Pemerintah Timor Leste menyambut baik kembalinya anak-anak yang hilang dan menawarkan mereka dwikewarganegaraan. Namun, Indonesia tidak mengenal konsep dwikewarganegaraan.
Kembali dari kematian
Keluarga Alberto sejatinya sudah patah arang soal nasibnya. Mereka berasumsi Alberto telah dibunuh oleh militer Indonesia atau kelompok prokemerdekaan Timor Leste. Agar bisa berdamai dengan masa lalu, mereka membuat makam untuk Alberto.
"Rohnya telah mati. Menurut tradisi kami, dia sudah bersatu dengan para nenek moyang. Karena itu, kami perlu memanggil rohnya untuk dipersatukan lagi dengan tubuhnya. Dia seperti terlahir kembali," kata adik perempuan Alberto, Markita Ximenes.
Seperti kebanyakan anak hilang lainnya, Alberto tak lagi bisa berbicara bahasa nasional Timor Leste, yaitu bahasa Tetun. Dia juga sekarang memeluk agama Islam.
"Mereka semua telah menjalani hidup yang sangat sulit. Mereka telah gigih sepanjang hidup dan kini mereka harus berjuang untuk mengembalikan kepercayaan dan klop dengan kehidupan keluarga. Saya kasihan dengan mereka," kata Isabelina
Beberapa di antara anak yang hilang kembali ke Timor Leste dan menyadari bahwa ibu atau ayahnya telah tiada.
"Kecuali menggunakan mesin waktu, kita tidak bisa kembali ke masa lalu dan mengisi kekosongan dalam hidup anak-anak yang hilang…Namun ada kesempatan untuk memperbaiki yang rusak. Hanya saja, waktu yang tersisa cukup pendek," kata Galuh Wandita.

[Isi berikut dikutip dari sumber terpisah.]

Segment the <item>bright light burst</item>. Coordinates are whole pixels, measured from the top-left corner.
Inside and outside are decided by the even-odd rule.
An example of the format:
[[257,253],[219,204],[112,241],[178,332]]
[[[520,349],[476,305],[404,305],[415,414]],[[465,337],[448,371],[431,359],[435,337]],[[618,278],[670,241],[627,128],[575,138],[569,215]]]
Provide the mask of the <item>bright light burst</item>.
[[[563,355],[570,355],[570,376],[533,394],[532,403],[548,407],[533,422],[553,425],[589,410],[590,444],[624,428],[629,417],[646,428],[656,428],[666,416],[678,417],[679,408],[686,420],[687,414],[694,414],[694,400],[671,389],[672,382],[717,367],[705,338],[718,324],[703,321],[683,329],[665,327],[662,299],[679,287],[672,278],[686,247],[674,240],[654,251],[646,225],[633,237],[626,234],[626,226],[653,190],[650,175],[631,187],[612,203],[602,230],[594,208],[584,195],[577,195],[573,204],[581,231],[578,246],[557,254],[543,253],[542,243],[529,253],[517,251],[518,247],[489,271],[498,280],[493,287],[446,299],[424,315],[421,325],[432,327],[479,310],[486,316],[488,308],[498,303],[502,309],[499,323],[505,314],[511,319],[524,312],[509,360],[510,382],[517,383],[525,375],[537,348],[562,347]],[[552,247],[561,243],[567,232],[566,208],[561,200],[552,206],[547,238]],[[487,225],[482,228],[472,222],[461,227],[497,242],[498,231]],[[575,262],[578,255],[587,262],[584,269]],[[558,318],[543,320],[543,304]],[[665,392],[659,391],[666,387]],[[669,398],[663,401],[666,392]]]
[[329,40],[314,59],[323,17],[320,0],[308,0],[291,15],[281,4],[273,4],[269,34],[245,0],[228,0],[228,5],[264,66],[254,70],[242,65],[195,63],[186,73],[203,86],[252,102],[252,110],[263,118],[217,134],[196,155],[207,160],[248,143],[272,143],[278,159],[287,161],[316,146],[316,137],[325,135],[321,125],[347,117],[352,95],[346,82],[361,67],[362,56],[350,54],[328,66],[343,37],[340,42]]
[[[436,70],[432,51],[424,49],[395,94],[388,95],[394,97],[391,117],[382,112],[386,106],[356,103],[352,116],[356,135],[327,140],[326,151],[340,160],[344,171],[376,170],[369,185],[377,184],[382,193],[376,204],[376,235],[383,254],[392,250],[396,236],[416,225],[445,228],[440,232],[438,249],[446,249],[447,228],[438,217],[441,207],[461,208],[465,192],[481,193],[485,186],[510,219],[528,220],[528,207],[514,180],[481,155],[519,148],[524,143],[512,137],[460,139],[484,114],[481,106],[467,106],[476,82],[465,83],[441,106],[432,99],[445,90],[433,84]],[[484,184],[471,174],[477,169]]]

Pada hari terakhir kami di Timor Leste, Alberto membawa saya ke kuburannya di hutan dekat desanya di Distrik Laga. Makam itu terletak di bagian orang-orang penganut anismisme.
Nisan yang melambangkan roh Alberto bersatu dengan nenek moyang telah dibuang ke tanah.
"Ini membuat saya bahagia, betul-betul bersyukur. Saya punya kuburan di sini tapi sekarang keluarga saya telah mengembalikan saya dari kematian," tutupnya.